Human trafficking charge in Yellowknife a first in the N.W.T., say RCMP
While the charge is a first, human trafficking is not new to the territory, according to YWCA and RCMP
For the first time, a man has been charged with human trafficking in the N.W.T.
That's according to Sgt. Dean Riou, who leads the Federal Investigations Unit at RCMP's "G" Division.
Last week, police rescued a woman in Yellowknife who was brought to the capital "to be exploited in the sex-trade industry," says Riou. Police describe her as an adult Caucasian. She has been moved outside the territory for her safety.
Human trafficking was added as a charge under Canada's Criminal Code in 2005. Despite this being the first charge in the territory, Riou says the N.W.T. has not been immune to human trafficking.
"We are aware of vulnerable women from the Northwest Territories who have been brought to other communities to be exploited in the sex trade," says Riou.
"We are also aware of women from other jurisdictions being brought up to Yellowknife for that same purpose."
At the YWCA NWT, about two women a year come to find help, says Lyda Fuller, its executive director. She says the last time was in September, and most women are in their 30s or younger.
"They're absolutely terrified, they often won't talk to the RCMP or even let us talk to the RCMP because they're just too afraid," explains Fuller.
The YWCA NWT tries to put a personal safety plan in place for each woman, then they send them somewhere safe — often to another shelter outside the territory.
"You send them off and you often don't hear what happens, so that's touchy as well," she says.
Fuller believes there are a lot more unseen cases. She says some women have escaped numerous times but the trafficker often finds them.
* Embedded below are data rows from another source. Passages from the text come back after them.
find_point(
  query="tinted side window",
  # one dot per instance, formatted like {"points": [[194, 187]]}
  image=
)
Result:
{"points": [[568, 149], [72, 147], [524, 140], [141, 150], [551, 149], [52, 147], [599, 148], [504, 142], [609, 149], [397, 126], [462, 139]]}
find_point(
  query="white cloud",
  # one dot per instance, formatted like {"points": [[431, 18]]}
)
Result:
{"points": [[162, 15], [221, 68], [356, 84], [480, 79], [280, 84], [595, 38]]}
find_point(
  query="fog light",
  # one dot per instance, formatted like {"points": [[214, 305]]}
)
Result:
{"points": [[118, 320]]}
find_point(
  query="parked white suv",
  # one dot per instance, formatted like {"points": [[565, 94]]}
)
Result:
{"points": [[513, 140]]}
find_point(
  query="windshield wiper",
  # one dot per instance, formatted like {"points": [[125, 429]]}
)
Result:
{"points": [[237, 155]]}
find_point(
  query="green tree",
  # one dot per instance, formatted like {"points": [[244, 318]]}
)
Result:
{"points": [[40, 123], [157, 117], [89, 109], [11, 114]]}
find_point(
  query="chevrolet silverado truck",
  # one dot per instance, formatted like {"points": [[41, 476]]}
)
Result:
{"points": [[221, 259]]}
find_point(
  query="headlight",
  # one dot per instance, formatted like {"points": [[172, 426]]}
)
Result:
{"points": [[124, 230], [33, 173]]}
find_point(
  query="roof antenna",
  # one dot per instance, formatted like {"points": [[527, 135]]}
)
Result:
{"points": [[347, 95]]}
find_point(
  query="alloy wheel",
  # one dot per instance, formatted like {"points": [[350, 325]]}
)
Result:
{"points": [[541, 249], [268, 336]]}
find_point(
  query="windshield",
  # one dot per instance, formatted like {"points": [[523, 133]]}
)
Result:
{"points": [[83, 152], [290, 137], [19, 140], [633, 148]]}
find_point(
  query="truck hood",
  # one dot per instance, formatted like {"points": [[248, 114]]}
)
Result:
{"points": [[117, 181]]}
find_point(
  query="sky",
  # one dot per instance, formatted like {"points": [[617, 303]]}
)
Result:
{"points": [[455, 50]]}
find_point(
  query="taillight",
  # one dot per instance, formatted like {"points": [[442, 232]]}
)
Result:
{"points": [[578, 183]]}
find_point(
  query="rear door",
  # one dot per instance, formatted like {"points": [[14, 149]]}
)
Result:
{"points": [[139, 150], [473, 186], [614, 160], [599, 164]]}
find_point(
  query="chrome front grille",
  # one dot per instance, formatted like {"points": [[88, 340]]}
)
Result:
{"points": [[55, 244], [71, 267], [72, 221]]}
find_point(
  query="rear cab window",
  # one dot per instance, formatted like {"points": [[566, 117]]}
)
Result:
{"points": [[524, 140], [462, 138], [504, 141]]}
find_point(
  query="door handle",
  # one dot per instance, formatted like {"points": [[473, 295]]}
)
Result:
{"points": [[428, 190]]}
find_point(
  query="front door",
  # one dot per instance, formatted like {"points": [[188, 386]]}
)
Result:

According to a 2014 report from Statistics Canada, 47 per cent of victims of human trafficking reported between 2009 and 2014 were between the ages of 18 and 24. About 25 per cent were under the age of 18.
Fuller says while human trafficking can happen to anybody, there are factors that put people more at risk.
"If you're vulnerable in some way, if you're by yourself, if you don't seem to have people around you that can be protective, if you're young, if you're gullible …They might approach you."
Fuller says the Status of the Women in Yukon did a study on trafficking in their territory and found many women in Whitehorse had been trafficked there from Yellowknife.
"I think there is a lot of transporting women from a location to another to keep them off kilter so that they don't know where to go for help, they don't maybe even know where they are."
Fuller urges any woman in Yellowknife who needs help to go to the YWCA's Alison McAteer House, the city's only family violence shelter.
"If any woman is feeling unsafe, just get into the nearest cab and have them bring you," says Fuller. "We will pay the taxi driver."